System Design: Combat and Damage overview.
Combat in roleplaying games is a catch-22 most of the time. Most players fervently desire that their characters be competent in combat situations because the average group of protagonists finds itself in combat, a lot. However, the more cool stuff you purposefully allow for combat, the more complex the beast becomes, and that leads to a great slowdown.
When you work on a system that seeks to replicate exciting combats and takes place in game worlds of high adventure, combat becomes pretty important. It’s no surprise that I spent a lot of time thinking about the flow of combat.

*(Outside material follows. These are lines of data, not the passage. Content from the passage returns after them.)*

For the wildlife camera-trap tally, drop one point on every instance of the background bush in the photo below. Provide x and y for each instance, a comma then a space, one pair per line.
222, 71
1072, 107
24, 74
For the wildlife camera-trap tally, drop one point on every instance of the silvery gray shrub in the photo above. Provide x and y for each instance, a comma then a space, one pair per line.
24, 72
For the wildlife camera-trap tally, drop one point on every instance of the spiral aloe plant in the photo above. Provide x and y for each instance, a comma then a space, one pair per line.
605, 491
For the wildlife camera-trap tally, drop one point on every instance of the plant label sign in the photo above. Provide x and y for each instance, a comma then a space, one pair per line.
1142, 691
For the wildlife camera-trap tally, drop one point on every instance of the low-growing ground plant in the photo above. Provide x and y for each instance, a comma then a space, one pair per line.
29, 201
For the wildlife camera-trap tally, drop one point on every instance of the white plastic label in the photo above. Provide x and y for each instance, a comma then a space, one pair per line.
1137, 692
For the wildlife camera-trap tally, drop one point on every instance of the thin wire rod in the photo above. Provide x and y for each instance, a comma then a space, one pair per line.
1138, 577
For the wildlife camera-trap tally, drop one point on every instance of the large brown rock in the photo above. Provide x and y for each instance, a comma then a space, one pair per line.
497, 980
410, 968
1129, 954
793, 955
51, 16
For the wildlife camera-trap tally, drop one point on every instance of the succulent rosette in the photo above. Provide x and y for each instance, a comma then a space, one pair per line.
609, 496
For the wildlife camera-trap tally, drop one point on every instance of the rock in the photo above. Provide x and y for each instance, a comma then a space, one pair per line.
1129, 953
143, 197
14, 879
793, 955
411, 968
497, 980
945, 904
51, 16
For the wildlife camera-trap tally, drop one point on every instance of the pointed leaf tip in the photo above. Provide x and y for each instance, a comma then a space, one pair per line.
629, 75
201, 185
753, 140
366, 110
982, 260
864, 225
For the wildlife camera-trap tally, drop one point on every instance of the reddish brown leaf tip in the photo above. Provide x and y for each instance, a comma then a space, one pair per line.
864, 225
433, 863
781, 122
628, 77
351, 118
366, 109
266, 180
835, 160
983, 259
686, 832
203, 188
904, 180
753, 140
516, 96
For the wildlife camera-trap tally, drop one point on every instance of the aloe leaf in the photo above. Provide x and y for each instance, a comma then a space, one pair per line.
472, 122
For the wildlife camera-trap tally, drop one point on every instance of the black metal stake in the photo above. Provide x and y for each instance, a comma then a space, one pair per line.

How do you allow players to perform cool and unique maneuvers without becoming a pen and paper video game, and how do you keep it fun when there are lots of enemies on the field?
As nobody wants to slog through combat, I’ve tried to prefigure values such as Initiative and Toughness. They are parts of the character sheet, and as they only change when the Attributes they are based upon change, they don’t need to be calculated all the time. The same can be said for the idea of rolled versus static defense. I chose to go with figured TNs for attacks because it again speeds things up. Once I had Defenses for combat values I created ones for the most common mental issues as well.
This solves two potential problems. Player characters shouldn’t be told they are in love with NPC#2 or that NPC Overlord #1 causes them to wet themselves. Forcing emotions and actions on players is a recipe for disgruntled players. So, when I get to the interaction subsystem, we’ll talk more about how I got around that, however having a Defense for avoiding being manipulated and a Defense for avoiding becoming frightened has a few benefits.
First, it again speeds up play. If you demand an opposed roll every time the players are affected by something, you slow the game down. If you make them roll against a TN to avoid the issue instead, you have to either keep track of various combinations of attributes, skills, and esoteric bonuses, or you need to show your hand every single time a PC is the target of a social attack, or there is something scary lurking in the room. However, even with 5 Defenses, it’s a simple matter to record these 5 numbers for each player and keep track of them to speed things along. And to be fair, you only really need to keep track of 2 of them if you’re worried about tipping your hand during a tense scene.
Second, it gives an actual number that the players can’t really complain about as their resistance. If they want to be better at resisting social attacks or fear, maybe they should bolster their defense directly or indirectly? Still, I know that some players don’t trust static numbers for defense, so players always have the option to use an action to actively defend against one of the five static defense areas. Now, on to dealing damage.
I had originally come up with a damage and wound system that turned potential damage into wounds without using dice again. It used a pair of simple math comparisons, and was slightly gritty in the sweet spot most players and enemies would reside in, but then I remembered that players like to roll dice. Now, each weapon is in a lethality class and that determines how many dice are rolled. I still wanted a system where damage might not become wounds. Wounds should be bad. They indicate a change in status that makes it harder to succeed at all tasks. Also wounds indicate lethal force was used and consequently demand recovery time. It’s the best way in my opinion to insert some grit in an otherwise fully cinematic experience.